The Miami Vice logo and stars Don Johnson as Det. John “Sonny” Crockett (left) and Philip Michael Thomas as Det. Ricardo Tubbs (right). The crime drama aired on NBC Friday nights from 1984 to 1989.

‘We’re kicking around some thoughts.’ Don Johnson hints at possible ‘Miami Vice’ reboot

And then you learn that for his first edition in Anaheim Ruiz’s NostalgiaCon company managed to lure some legit ‘80s stars to press the flesh with their fans.

He got Linda Gray and Patrick Duffy of “Dallas” to turn out. Also: Loni Anderson and Howard Hesseman of “WKRP in Cincinnatti,” Val Kilmer of “Top Gun,” a “Goonies” reunion of Cory Feldman and Sean Astin (who co-starred in “Stranger Things,” too) and actor Steve Guttenberg, who starred in one of the “Police Academy” sequels that was filmed in South Beach in 1987.

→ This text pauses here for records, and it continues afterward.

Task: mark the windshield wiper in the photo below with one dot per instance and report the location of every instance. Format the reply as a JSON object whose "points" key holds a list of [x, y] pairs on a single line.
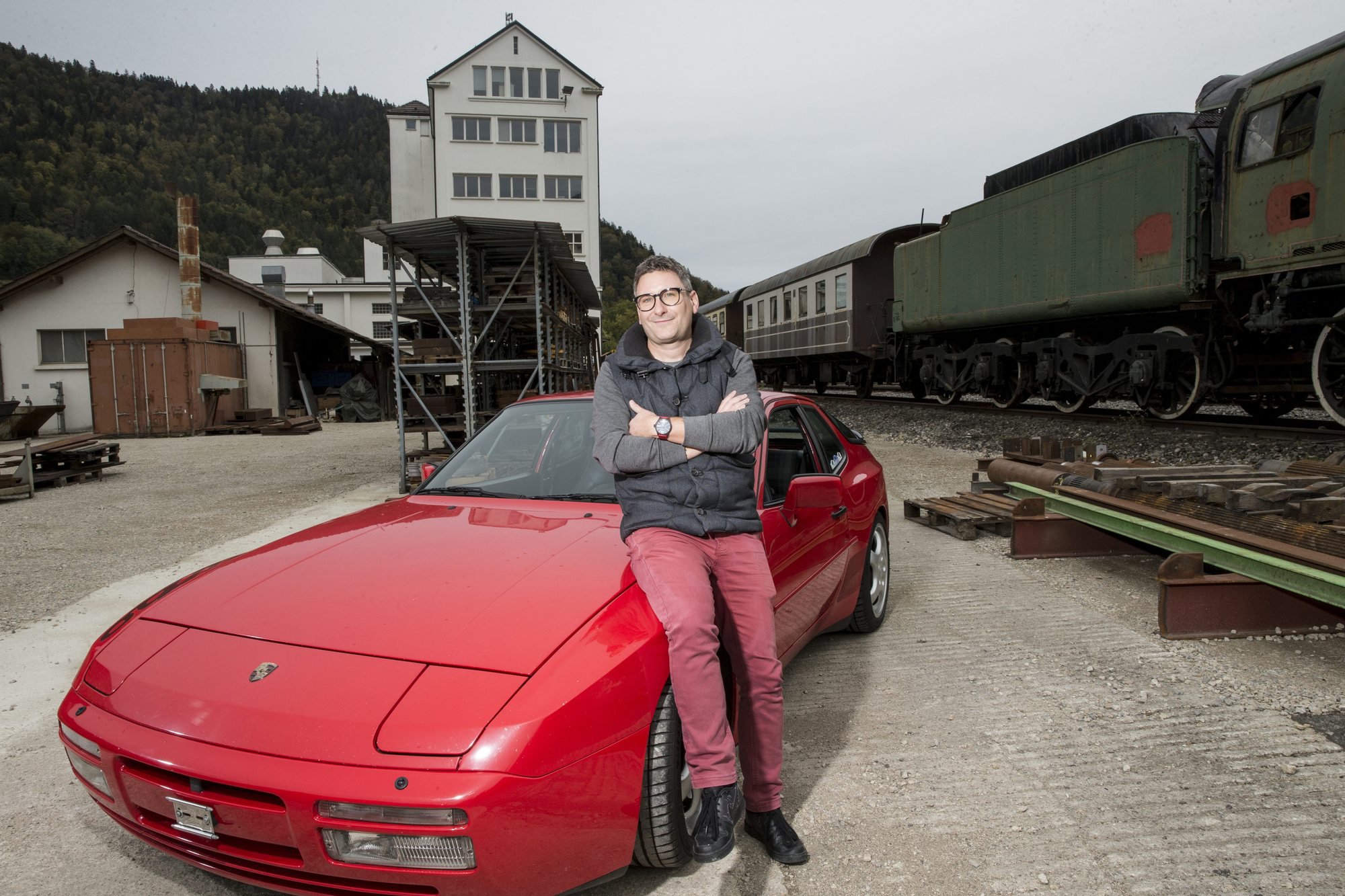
{"points": [[467, 490]]}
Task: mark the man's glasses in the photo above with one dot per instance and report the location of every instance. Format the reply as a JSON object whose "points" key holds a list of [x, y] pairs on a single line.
{"points": [[669, 298]]}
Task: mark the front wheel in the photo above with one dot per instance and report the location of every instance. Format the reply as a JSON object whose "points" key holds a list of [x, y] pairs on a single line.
{"points": [[669, 805], [871, 608]]}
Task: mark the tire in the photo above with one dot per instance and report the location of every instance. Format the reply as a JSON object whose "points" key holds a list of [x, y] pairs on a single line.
{"points": [[668, 802], [871, 607]]}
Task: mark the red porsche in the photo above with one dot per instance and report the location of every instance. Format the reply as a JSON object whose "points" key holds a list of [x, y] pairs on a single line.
{"points": [[459, 692]]}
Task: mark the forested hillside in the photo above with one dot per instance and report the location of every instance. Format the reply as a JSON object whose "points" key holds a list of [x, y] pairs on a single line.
{"points": [[84, 151]]}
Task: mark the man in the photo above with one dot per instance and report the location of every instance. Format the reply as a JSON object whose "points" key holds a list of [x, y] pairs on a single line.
{"points": [[677, 417]]}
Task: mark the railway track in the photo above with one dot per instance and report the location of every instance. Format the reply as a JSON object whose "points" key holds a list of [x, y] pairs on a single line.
{"points": [[1295, 430]]}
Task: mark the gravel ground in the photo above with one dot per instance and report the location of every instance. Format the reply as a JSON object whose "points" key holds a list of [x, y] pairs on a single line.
{"points": [[984, 434], [171, 498]]}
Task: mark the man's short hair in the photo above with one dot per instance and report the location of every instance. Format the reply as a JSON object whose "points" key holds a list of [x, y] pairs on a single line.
{"points": [[664, 263]]}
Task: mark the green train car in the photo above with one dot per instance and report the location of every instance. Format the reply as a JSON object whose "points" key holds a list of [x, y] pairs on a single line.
{"points": [[1168, 259]]}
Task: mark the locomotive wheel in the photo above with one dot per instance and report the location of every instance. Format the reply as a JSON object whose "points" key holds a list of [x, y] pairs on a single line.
{"points": [[1070, 403], [1330, 369], [1188, 385], [1013, 396], [1270, 407]]}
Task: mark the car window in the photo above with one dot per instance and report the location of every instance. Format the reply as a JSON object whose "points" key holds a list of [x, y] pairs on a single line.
{"points": [[789, 452], [531, 450], [831, 451]]}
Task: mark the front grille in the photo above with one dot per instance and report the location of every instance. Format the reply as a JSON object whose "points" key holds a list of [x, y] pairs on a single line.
{"points": [[270, 876]]}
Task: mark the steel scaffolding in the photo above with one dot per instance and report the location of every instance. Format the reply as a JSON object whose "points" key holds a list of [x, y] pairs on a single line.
{"points": [[494, 311]]}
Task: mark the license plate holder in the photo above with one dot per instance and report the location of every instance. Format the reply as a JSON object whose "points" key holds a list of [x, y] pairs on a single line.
{"points": [[193, 818]]}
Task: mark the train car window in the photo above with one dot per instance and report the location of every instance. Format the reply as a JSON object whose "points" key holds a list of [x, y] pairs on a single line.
{"points": [[1280, 130]]}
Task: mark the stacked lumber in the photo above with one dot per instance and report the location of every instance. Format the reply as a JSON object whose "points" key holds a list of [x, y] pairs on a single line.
{"points": [[262, 421], [64, 460]]}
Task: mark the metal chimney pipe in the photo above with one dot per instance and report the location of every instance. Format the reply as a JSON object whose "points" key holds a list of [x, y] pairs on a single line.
{"points": [[189, 256]]}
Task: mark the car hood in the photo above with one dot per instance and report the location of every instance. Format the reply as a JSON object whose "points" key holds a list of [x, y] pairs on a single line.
{"points": [[462, 581]]}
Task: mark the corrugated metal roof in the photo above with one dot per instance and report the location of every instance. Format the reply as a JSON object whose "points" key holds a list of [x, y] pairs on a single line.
{"points": [[836, 259], [434, 243], [131, 235]]}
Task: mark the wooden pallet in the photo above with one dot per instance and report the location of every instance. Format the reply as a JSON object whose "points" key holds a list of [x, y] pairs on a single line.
{"points": [[964, 516]]}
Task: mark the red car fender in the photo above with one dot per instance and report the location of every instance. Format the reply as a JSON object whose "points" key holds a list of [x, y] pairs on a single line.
{"points": [[601, 686]]}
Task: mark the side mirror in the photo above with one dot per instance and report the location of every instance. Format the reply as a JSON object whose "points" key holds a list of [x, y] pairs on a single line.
{"points": [[810, 491]]}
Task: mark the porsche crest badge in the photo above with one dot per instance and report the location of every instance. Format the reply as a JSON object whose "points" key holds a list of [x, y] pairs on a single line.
{"points": [[262, 671]]}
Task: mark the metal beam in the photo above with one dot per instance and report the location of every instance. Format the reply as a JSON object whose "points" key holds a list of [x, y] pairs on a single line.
{"points": [[1295, 577]]}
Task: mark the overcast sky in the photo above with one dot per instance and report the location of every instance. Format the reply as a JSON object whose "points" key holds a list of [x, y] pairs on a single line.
{"points": [[742, 138]]}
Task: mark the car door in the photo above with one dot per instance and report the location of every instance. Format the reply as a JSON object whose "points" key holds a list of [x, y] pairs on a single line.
{"points": [[808, 559]]}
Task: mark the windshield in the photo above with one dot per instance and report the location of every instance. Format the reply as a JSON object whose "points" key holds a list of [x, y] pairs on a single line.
{"points": [[531, 450]]}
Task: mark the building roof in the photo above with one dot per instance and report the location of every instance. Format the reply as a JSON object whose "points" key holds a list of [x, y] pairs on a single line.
{"points": [[836, 259], [529, 33], [414, 108], [434, 243], [126, 235]]}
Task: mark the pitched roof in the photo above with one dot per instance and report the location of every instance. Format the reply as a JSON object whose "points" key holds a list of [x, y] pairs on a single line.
{"points": [[131, 235], [529, 33], [414, 108]]}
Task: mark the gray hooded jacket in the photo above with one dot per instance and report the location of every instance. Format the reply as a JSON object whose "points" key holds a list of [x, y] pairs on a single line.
{"points": [[656, 483]]}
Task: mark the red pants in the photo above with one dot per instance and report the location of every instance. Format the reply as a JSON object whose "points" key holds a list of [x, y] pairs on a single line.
{"points": [[687, 579]]}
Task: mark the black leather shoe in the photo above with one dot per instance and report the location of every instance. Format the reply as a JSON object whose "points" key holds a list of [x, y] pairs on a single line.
{"points": [[722, 809], [782, 844]]}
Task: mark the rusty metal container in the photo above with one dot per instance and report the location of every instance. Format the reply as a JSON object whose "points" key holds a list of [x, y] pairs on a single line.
{"points": [[151, 386]]}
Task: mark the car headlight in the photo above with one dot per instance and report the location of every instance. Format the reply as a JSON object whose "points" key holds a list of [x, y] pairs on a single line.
{"points": [[81, 741], [89, 772], [392, 814], [400, 850]]}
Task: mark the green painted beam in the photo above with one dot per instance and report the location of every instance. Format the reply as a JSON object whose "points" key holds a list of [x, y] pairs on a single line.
{"points": [[1295, 577]]}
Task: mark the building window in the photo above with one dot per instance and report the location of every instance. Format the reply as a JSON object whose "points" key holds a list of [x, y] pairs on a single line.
{"points": [[518, 130], [518, 186], [1280, 130], [68, 346], [564, 188], [562, 136], [477, 130], [471, 186]]}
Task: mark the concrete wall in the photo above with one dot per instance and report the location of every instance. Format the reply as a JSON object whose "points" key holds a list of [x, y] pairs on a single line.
{"points": [[412, 161], [123, 282]]}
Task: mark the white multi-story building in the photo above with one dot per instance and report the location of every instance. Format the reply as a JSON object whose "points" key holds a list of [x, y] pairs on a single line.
{"points": [[512, 132]]}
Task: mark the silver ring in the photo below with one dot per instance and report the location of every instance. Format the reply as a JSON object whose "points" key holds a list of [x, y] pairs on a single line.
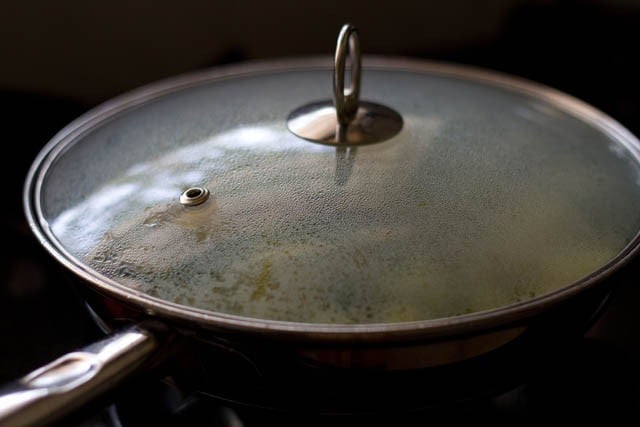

Actors Corey Feldman (left) and Sean Astin (right) at the first NostalgiaCon ’80s Pop Culture Convention in Los Angeles in September 2019. The next version is planned for Miami at the Mana Convention Center on March 28-29, 2020.
Actors Corey Feldman (left) and Sean Astin (right) at the first NostalgiaCon ’80s Pop Culture Convention in Los Angeles in September 2019. The next version is planned for Miami at the Mana Convention Center on March 28-29, 2020.

So why California first for this made-in-Miami mega convention company?

“We did our first show in Anaheim because we wanted to establish a national leg,” Ruiz said. “We wanted to make it clear it was a coast to coast international brand. But Miami will far exceed everything we did in California.

“California was part of the piloting and experimenting. Miami will be what NostalgiaCon shows will be,” the Southwest Miami High grad who split his childhood between homes in Little Havana and Hialeah said.

Ruiz hopes to announce some of the acts he scores soon.

Information on tickets — which he figures on pricing between $55 and $300 for VIP packages — should be posted on the NostalgiaConMiami.com website on Monday.

“We want people to feel the connection to pop culture in a way that is fun, meaningful and as relevant today as it was yesterday,” Ruiz said. “This is not about having something stodgy and old. There’s nothing stodgy and old about the the ‘80s. It was a dynamic and creative decade that deserves a celebration for its fans.”